An Adaptive Gradient Regularization Method
- URL: http://arxiv.org/abs/2407.16944v1
- Date: Wed, 24 Jul 2024 02:23:18 GMT
- Title: An Adaptive Gradient Regularization Method
- Authors: Huixiu Jiang, Yu Bao, Rutong Si,
- Abstract summary: We introduce new optimization technique based on the magnitude in a gradient vector named adaptive gradient regularization (AGR)
AGR normalizes the gradient vector in all dimensions as a coefficient vector and subtracts the product of the gradient and its coefficient vector by the vanilla gradient.
We show that the AGR can improve the loss function Lipschitzness with a more stable training process and better performance.

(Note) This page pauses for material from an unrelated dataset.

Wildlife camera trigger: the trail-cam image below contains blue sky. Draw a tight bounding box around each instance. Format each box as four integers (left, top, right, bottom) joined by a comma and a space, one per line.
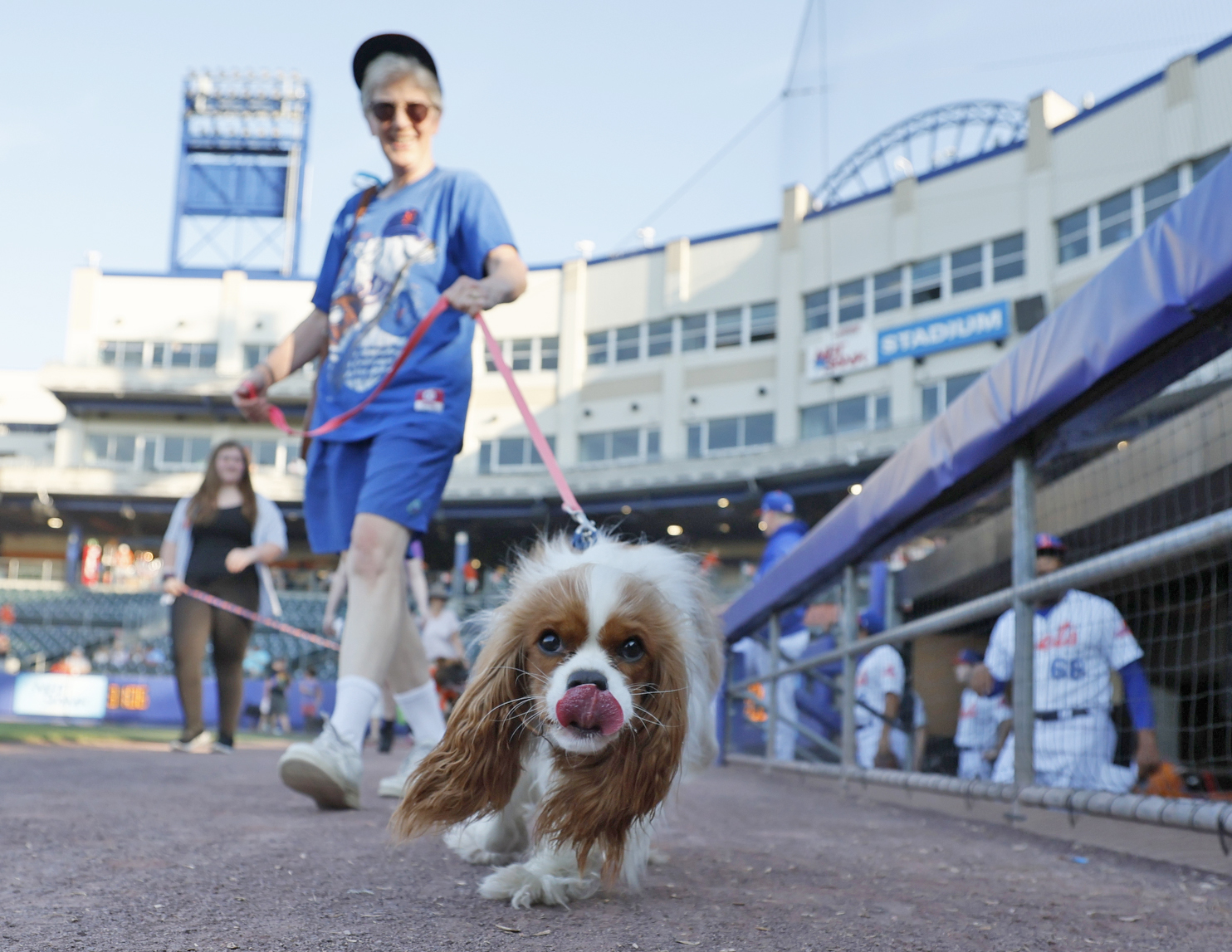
0, 0, 1232, 369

- Score: 2.9767565026354186
- License: http://arxiv.org/licenses/nonexclusive-distrib/1.0/
- Abstract: Optimizer plays an important role in neural network training with high efficiency and performance. Weight update based on its gradient is the central part of the optimizer. It has been shown that normalization and standardization operation on weight and gradient can accelerate the training process and improve performance such as Weight Standardization (WS), weight normalization (WN) and gradient normalization (GN); there is also gradient centralization (GC). In this work, we introduce a new optimization technique based on the gradient magnitude in a gradient vector named adaptive gradient regularization (AGR), which normalizes the gradient vector in all dimensions as a coefficient vector and subtracts the product of the gradient and its coefficient vector by the vanilla gradient. It can be viewed as an adaptive gradient clipping method. We show that the AGR can improve the loss function Lipschitzness with a more stable training process and better generalization performance. AGR is very simple to be embedded into vanilla optimizers such as Adan and AdamW with only three lines of code. Our experiments are conducted in image generation, image classification and language representation, which shows that our AGR improves the training result.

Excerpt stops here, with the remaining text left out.